There are two species of tarpons, the Megalops atlanticus (the Tarpon) and the Megalops cyprinoides (the Indo-Pacific tarpon). Megalops atlanticus is found on the western Atlantic coast from Virginia to Brazil, throughout the coast of the Gulf of Mexico, throughout the Caribbean. It is also found along the eastern Atlantic coast from Senegal to South Angola. Megalops cyprinoides is found along the eastern African coast, throughout southeast Asia, Japan, Tahiti, and Australia. Both species are found in both salt and freshwater habitats usually ascending rivers to access freshwater marshes.
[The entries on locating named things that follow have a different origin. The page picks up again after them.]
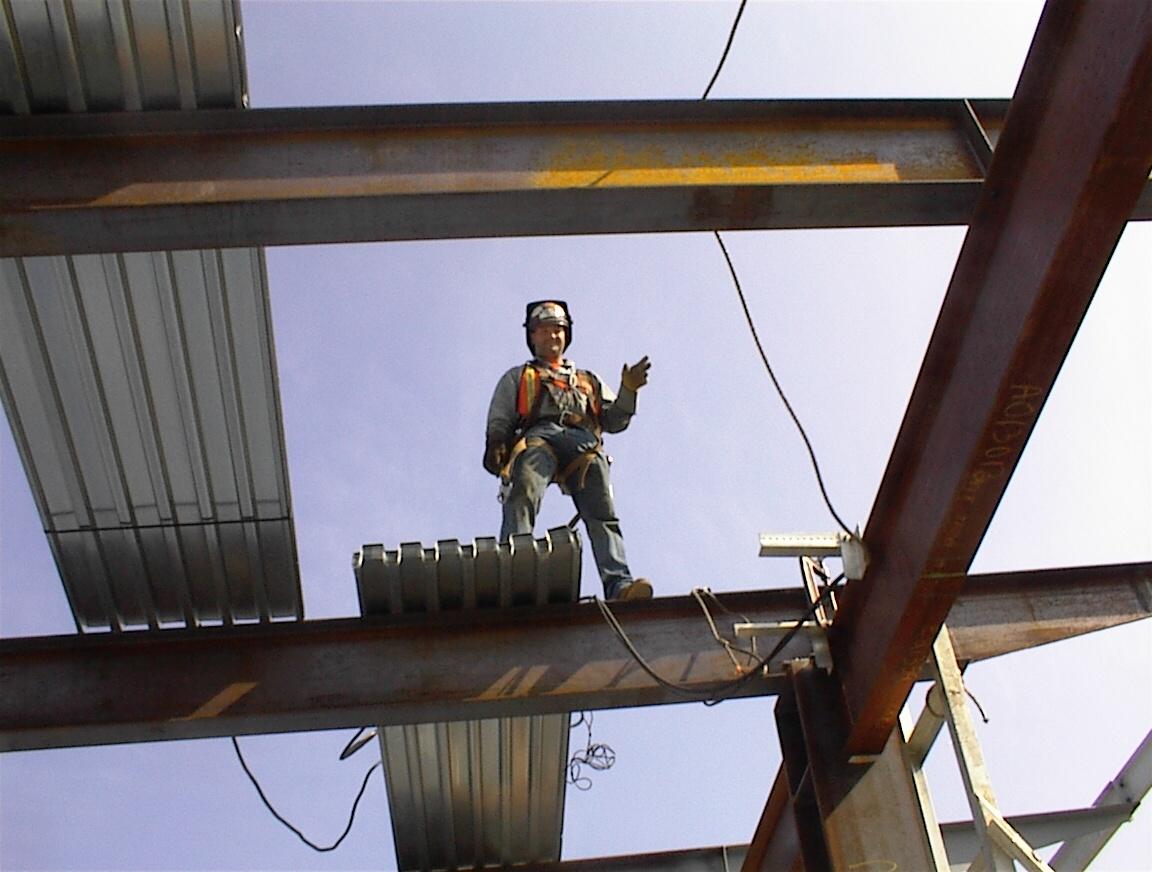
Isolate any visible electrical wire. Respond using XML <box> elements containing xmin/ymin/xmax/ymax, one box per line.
<box><xmin>692</xmin><ymin>587</ymin><xmax>757</xmax><ymax>675</ymax></box>
<box><xmin>712</xmin><ymin>230</ymin><xmax>854</xmax><ymax>537</ymax></box>
<box><xmin>596</xmin><ymin>573</ymin><xmax>844</xmax><ymax>706</ymax></box>
<box><xmin>232</xmin><ymin>736</ymin><xmax>380</xmax><ymax>854</ymax></box>
<box><xmin>700</xmin><ymin>0</ymin><xmax>748</xmax><ymax>100</ymax></box>
<box><xmin>566</xmin><ymin>712</ymin><xmax>616</xmax><ymax>790</ymax></box>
They are able to survive in brackish water, waters of varying pH, as well as habitats with low dissolved O2 content due to their swim bladders which they use primarily to breathe with. The habitat of the tarpon varies greatly with the developmental stage they are in. Stage one larvae are usually found in clear, warm, oceanic waters relatively close to the surface. Stage two and three larvae are found in salt marshes, tidal pools, creeks, and rivers. The habitats are characteristically warm, shallow, dark bodies of water with sandy mud bottoms. It is quite common for tarpon to ascend rivers into freshwater. As they progress from the juvenile stage to adulthood, they move back to the open waters of the ocean, though many remain in freshwater habitats
Tarpons grow to about 5-8 ft. long and weigh 80-280 lbs. They have dorsal and anal soft rays and have a bluish or greenish back. Tarpons possess distinctive lateral lines and have shiny silvery scales that cover most of the organism except for the head. Tarpons have large eyes with adipose eyelids and a broad mouth with a prominent lower jaw that juts out farther than the rest of the face.